Howell school official defends spending plan

Accelerated payments,
budget cuts not easy
decisions to make

By kathy baratta
Staff Writer

Howell school official
defends spending plan
Accelerated payments,
budget cuts not easy
decisions to make
By kathy baratta
Staff Writer

HOWELL — How to spend taxpayers’ money is a job that Board of Education members do not take lightly, board Vice President Valerie Rosenberg said.

Defending the board’s decision to pay an additional $1.29 million to complete the construction of the township school district’s two new elementary schools, Rosenberg said the move was necessary in order to have them ready for a September opening.

"What the money got us was a guarantee the work would be done — certain portions at certain times," Rosenberg said. "Barring any further problems, the two schools should open on time in September."

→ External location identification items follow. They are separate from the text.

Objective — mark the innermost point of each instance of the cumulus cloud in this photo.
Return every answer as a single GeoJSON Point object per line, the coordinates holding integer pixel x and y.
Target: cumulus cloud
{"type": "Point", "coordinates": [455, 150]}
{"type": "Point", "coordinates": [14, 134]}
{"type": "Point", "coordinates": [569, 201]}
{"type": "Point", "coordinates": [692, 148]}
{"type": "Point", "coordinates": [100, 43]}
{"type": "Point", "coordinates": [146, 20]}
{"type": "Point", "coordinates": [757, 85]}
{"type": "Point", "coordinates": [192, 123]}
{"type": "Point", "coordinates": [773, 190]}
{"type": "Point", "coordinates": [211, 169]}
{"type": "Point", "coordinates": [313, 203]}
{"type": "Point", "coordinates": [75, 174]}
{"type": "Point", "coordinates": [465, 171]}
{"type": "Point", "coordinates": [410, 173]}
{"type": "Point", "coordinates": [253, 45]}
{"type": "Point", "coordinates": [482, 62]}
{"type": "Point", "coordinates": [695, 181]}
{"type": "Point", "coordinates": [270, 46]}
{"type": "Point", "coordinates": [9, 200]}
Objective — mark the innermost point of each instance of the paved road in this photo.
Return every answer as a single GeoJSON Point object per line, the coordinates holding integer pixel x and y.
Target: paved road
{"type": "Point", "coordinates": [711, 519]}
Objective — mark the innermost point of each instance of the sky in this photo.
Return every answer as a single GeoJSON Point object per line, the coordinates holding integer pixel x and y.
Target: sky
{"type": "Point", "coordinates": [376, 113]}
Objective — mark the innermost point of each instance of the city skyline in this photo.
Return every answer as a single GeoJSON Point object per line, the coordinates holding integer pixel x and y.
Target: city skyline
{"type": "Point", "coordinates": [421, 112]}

However, the district’s new middle school being built off Route 524 will not be ready until September 2004, Rosenberg said. A record year for rain, snow and cold weather delayed construction, she said.

Similarly, Rosenberg said, making cuts to the 2003-04 school budget was not an easy task either.

After voters defeated a proposed $93 million budget for the 2003-04 school year, of which $48 million would be raised through local property taxes, the Township Council was given the job of cutting it.

Cuts were made and the tax levy was lowered to $47.1 million.

The projected K-8 school tax rate increase for the coming year will be 13 cents, meaning the K-8 school tax rate will rise from $1.66 to $1.79 for each $100 of assessed valuation. In other words, the owner of a home assessed at $150,000 will pay $2,685 in school taxes in the coming year. The owner of a home assessed at $300,000 will pay about $5,370.

One of the areas cut was after-school busing.

"We looked at last year’s [numbers] and saw areas where we could save, — places where instead of eight buses we could get by with two or three," Rosenberg said.

Teacher salaries were cut, too, by $270,576. Rosenberg attributed this savings to several "high-end retirements." These were teachers at the high end of the pay spectrum who were retiring and being replaced by teachers receiving starting salaries.

Said Rosenberg, "We call it breakage — the difference between the salary of retirees and new hires." She said breakage also applies to other areas such as computer and media personnel.

Other areas to receive cuts were:

• textbooks and new enrollments,- $25,000;

• guidance salaries, $37,775;

• media assistant salary, $14,775;

• advertising for new personnel, $5,000;

• maintenance, $81,180;

• grounds personnel, $26,150;

• custodial personnel, $45,000;

• electricity for new K-5 schools – $50,000;

• Freehold Regional High School District, $100,000;

• late buses, $35,000;

• employee health benefits, $100,000.

Cuts from the capital expense portion of the budget include $5,000 for compliance issues; $10,000 for adaptive equipment; and $15,000 for tile replacement, Rosenberg said.

The remaining $181,545 was being taken from last year’s budget surplus and applied to the coming school year’s budget.